Antes de iniciar el viaje que podría llevarlo a la muerte o a la cárcel, empacó en su mochila dos camisetas, dos pantalones cortos, algunas latas de atún, maíz tostado y papas hervidas encima de cinco kilos de cocaína. En un bolsillo guardó un revólver chino calibre 38 y, en otro, un puñado de hojas de coca para el cansancio.
A sus 19 años, Mardonio Borda, con sexto grado de primaria, un español entrecortado, tenía en su mochila unos 125.000 dólares en drogas. Su propósito: salir del principal valle productor de cocaína del Perú sin ser detectado por los controles militares y policiales y con la droga a salvo. Él es uno de los cientos de quechuas que llevan drogas por caminos de herradura abiertos hace más de mil años por sus antepasados preincaicos.
En su largo recorrido a pie, Borda cruzaba cerca de Machu Picchu en un periplo que culmina en Cusco, donde entrega su carga al jefe. En este país que desplazó a Colombia como primer productor de cocaína del mundo, jóvenes como Borda parten a diario del valle de los ríos Apurímac, Ene y Mantaro, donde se produce el 60% de la cocaína peruana, en caminatas que duran entre tres y cinco días.
La mayor preocupación de los mochileros no es escalar las escarpadas montañas de Los Andes sino las bandas armadas de ladrones que acechan por los caminos y que pueden ser desde policías o militares corruptos hasta otros mochileros que roban a sus colegas a lo largo de un accidentado trayecto que puede extenderse por más de 160 kilómetros (100 millas).
“Es ganar o perder”, dice Borda. “Como jugar en el casino”.
Sacar la cocaína fuera del valle es la única forma que tienen los lugareños de ganar dinero en esta región olvidada, donde un campesino percibe menos de 10 dólares al día de salario. Es una actividad que cuesta vidas y que ha llenado las prisiones de la zona con mochileros, mientras que sus jefes evaden a la justicia.
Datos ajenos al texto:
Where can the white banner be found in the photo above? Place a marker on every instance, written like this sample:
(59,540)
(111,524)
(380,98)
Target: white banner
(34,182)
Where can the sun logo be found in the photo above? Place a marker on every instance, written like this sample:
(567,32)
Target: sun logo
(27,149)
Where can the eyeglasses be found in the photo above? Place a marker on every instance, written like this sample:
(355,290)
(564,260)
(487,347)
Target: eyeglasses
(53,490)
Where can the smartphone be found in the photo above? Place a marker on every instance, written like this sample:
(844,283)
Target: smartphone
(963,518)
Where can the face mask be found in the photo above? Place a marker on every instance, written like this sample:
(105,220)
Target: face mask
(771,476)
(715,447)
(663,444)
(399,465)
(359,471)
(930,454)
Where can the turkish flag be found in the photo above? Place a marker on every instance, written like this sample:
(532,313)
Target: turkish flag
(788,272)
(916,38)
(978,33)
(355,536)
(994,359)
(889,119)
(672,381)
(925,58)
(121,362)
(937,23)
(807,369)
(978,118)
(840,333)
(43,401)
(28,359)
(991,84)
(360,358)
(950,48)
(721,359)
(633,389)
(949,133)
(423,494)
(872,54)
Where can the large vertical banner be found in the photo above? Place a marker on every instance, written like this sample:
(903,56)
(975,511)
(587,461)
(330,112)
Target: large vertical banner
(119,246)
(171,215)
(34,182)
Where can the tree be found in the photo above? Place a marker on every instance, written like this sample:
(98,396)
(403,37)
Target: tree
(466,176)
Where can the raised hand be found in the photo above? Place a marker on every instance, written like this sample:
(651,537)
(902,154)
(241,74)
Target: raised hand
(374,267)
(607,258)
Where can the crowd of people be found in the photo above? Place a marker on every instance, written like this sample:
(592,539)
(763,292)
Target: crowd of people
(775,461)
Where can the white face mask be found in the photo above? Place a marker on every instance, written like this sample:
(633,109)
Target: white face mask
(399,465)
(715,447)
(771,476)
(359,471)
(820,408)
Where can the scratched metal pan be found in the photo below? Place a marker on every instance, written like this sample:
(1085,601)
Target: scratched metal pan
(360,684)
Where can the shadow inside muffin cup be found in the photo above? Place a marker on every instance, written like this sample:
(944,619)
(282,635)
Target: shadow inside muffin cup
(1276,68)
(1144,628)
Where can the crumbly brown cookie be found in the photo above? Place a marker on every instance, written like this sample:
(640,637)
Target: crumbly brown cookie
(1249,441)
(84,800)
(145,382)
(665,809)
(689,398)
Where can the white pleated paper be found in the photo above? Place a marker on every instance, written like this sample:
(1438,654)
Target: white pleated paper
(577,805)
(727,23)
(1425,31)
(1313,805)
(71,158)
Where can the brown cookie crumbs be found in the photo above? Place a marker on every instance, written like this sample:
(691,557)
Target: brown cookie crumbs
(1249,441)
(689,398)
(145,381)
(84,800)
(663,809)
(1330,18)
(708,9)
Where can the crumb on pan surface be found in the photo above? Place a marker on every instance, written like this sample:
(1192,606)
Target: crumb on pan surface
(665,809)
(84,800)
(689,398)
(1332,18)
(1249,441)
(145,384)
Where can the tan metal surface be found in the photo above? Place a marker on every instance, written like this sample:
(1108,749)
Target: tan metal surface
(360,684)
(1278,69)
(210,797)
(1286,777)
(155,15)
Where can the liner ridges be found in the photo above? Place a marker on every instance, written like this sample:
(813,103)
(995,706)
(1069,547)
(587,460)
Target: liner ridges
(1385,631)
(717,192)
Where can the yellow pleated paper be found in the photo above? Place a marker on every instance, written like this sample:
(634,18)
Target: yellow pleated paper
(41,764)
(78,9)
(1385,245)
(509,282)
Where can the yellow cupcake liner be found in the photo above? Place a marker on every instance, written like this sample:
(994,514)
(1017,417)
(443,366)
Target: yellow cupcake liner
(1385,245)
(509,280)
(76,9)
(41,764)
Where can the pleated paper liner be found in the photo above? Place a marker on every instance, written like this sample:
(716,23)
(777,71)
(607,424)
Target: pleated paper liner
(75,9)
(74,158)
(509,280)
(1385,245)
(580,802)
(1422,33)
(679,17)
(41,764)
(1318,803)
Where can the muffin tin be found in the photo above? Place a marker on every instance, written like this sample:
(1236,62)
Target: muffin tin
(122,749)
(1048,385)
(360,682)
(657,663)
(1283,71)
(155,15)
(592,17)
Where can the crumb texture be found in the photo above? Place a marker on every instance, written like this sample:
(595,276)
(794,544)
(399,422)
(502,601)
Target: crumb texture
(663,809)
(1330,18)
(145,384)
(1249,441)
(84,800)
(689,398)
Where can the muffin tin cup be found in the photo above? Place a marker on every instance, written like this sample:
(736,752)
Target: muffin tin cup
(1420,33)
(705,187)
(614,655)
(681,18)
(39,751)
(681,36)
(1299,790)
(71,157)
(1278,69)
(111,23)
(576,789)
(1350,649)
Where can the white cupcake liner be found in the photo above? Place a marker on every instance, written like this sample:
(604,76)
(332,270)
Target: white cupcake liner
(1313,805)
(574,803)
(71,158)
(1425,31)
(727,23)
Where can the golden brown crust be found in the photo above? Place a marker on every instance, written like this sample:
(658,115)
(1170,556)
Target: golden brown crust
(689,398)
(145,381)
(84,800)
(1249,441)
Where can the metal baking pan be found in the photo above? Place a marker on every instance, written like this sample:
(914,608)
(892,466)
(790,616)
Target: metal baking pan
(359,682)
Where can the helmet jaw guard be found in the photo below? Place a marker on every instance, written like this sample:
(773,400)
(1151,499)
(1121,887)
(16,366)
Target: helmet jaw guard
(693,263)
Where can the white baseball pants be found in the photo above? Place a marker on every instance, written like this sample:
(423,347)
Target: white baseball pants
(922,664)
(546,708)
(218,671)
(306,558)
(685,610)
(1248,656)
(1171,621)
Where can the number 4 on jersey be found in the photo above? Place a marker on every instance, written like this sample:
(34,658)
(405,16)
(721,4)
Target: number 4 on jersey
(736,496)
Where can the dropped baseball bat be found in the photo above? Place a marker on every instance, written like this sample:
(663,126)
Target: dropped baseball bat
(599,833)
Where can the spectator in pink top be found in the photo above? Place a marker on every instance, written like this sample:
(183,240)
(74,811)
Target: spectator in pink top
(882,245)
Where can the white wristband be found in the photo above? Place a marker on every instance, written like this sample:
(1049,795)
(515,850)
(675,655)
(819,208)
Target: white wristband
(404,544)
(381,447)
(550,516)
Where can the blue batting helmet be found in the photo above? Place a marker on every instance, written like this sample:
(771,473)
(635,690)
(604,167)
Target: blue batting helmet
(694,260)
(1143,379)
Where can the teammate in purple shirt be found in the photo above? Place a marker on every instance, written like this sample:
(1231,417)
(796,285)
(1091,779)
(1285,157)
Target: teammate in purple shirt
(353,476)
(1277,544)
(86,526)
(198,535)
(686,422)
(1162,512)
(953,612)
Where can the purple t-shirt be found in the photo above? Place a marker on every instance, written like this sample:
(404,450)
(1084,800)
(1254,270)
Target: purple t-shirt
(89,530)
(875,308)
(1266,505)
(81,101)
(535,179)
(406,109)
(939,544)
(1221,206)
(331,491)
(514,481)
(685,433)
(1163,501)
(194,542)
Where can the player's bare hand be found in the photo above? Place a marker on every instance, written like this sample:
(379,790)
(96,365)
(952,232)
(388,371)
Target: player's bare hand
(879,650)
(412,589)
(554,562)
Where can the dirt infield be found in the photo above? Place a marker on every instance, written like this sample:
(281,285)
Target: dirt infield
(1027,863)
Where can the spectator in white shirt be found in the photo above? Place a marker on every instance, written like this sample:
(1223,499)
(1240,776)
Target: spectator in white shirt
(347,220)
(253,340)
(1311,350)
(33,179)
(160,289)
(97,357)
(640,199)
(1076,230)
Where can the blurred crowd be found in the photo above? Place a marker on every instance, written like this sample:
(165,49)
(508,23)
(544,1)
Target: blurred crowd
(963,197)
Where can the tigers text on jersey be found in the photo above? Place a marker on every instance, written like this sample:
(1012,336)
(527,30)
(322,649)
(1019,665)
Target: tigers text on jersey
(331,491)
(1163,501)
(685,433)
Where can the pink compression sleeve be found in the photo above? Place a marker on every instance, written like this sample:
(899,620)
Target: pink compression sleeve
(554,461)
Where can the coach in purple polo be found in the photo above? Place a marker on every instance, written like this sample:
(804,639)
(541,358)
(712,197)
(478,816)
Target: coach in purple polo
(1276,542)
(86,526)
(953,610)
Es un gran negocio. El gobierno estadounidense estima que Perú produce 305 toneladas métricas de cocaína al año. Alrededor de una tercera parte sale a pie de estas montañas, según expertos.
Los mochileros son mayoritariamente indígenas como Borda, que hablan quechua, oriundos de aisladas comunidades campesinas que sufrieron las peores atrocidades durante la guerra entre el gobierno y Sendero Luminoso entre 1980 y 2000. Muchos mochileros son huérfanos y algunos de ellos pertenecen a la etnia asháninka, la más grande del Amazonas.
Las tasas de pobreza en el valle son tres veces las del promedio nacional, pero los mochileros ganan entre 150 y 400 dólares por viaje, dependiendo de la carga. Los cinco kilos de pasta de cocaína que lleva Borda valen unos 3.500 dólares en Perú y 16 veces esa cifra en Estados Unidos cuando es vendida a mayoristas. Procesada, convertida en cocaína en polvo y vendida por gramos, puede generar hasta 250.000 dólares en las calles de Nueva York.
“Tienen secundaria incompleta la gran mayoría, muchos incluso no han terminado primaria”, dice Laura Barrenechea, socióloga de CEDRO, una entidad no gubernamental que el año pasado entrevistó a 33 mochileros en la prisión de máxima seguridad de Yanamilla, en Ayacucho, capital regional en esta zona montañosa del sureste del país, donde terminan en la cárcel muchos mochileros dedicados al transporte de drogas.
“No tienen conciencia de que son el primer eslabón de la cadena del narcotráfico”, añade.